É preciso lembrar aqui vários pontos que parecem estar sendo sistematicamente esquecidos nos comentários que se leem/ouvem sobre a situação na Ucrânia.

(1) O governo de Kiev empregou força desproporcional, que levou a morte de civis e vasta destruição nas cidades ocupadas pelos insurgentes. Foram muito numerosos os  bombardeios que não discriminavam entre alvos militares e civis. Pode-se mesmo suspeitar que os chefes militares das forças de Kiev quiseram deliberadamente punir as populações e visaram a alcançar efeito de limpeza étnica, provocando o êxodo de populações russófonas. Tudo isso configura "crimes de guerra". Chama a atenção que até há bem pouco tempo, de fato até sábado, 23 de agosto, não se leu/viu/assistiu a qualquer matéria sobre esses morticínios nas "grandes" cadeias de TV.

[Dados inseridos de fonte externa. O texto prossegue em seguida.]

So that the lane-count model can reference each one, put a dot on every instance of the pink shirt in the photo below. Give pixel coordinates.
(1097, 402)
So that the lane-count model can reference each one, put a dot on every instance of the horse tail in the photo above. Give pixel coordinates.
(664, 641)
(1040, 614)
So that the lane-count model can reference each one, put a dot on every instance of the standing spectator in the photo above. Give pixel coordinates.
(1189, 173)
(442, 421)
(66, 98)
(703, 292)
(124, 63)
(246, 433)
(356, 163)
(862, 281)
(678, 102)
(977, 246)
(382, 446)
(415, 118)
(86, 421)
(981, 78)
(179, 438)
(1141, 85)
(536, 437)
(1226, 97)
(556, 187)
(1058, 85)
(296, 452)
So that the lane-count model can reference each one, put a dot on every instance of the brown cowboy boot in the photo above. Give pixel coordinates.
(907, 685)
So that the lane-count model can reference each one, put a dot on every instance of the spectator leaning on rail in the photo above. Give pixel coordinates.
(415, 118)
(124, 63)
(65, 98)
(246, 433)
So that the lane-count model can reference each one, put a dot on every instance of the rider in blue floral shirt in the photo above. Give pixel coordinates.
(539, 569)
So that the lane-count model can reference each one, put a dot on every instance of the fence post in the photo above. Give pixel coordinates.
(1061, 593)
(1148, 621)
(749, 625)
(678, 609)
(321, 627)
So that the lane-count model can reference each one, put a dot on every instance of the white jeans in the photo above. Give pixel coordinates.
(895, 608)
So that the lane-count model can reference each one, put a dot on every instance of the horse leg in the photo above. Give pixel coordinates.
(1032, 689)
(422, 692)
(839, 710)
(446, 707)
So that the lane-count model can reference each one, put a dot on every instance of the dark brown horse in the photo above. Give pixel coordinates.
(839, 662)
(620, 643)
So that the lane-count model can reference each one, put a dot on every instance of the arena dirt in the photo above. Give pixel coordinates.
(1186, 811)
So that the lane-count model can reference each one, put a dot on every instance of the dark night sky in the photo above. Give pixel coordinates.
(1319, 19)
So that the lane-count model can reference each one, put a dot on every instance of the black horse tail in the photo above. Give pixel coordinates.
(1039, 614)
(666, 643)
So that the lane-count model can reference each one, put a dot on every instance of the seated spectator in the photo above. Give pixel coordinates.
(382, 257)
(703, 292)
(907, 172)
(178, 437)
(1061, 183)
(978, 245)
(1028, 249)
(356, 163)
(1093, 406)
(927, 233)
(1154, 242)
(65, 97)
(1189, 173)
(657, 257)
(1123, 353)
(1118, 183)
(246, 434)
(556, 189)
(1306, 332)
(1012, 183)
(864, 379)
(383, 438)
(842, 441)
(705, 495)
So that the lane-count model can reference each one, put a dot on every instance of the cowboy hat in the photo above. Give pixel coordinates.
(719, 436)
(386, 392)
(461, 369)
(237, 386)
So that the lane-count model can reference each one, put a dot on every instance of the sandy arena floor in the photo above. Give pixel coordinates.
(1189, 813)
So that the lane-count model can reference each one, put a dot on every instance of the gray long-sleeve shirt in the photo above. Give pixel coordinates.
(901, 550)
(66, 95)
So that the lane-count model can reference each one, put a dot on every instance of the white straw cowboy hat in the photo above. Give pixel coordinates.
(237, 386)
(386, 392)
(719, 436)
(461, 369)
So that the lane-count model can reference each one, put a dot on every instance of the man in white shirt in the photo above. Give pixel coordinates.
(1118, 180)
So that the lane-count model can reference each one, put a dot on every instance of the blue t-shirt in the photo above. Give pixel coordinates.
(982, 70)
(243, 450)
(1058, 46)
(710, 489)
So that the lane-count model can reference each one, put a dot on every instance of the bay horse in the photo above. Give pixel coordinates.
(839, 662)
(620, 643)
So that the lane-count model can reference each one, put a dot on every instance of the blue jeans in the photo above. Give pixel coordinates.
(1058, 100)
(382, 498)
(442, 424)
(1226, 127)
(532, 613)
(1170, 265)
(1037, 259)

A imprensa-empresa francesa como de hábito - e tanto se orgulha disso -, sempre pronta a emocionar-se ante mortes e martírios e execuções, manteve-se, nesse caso, estranhamente silenciosa. Talvez porque as vítimas fossem "etnicamente" russos - como dizem? Acreditar que a Rússia, fosse o Estado ou a população russa, se desinteressaria da sorte de suas próprias populações foi ilusão e, pior, erro profundo.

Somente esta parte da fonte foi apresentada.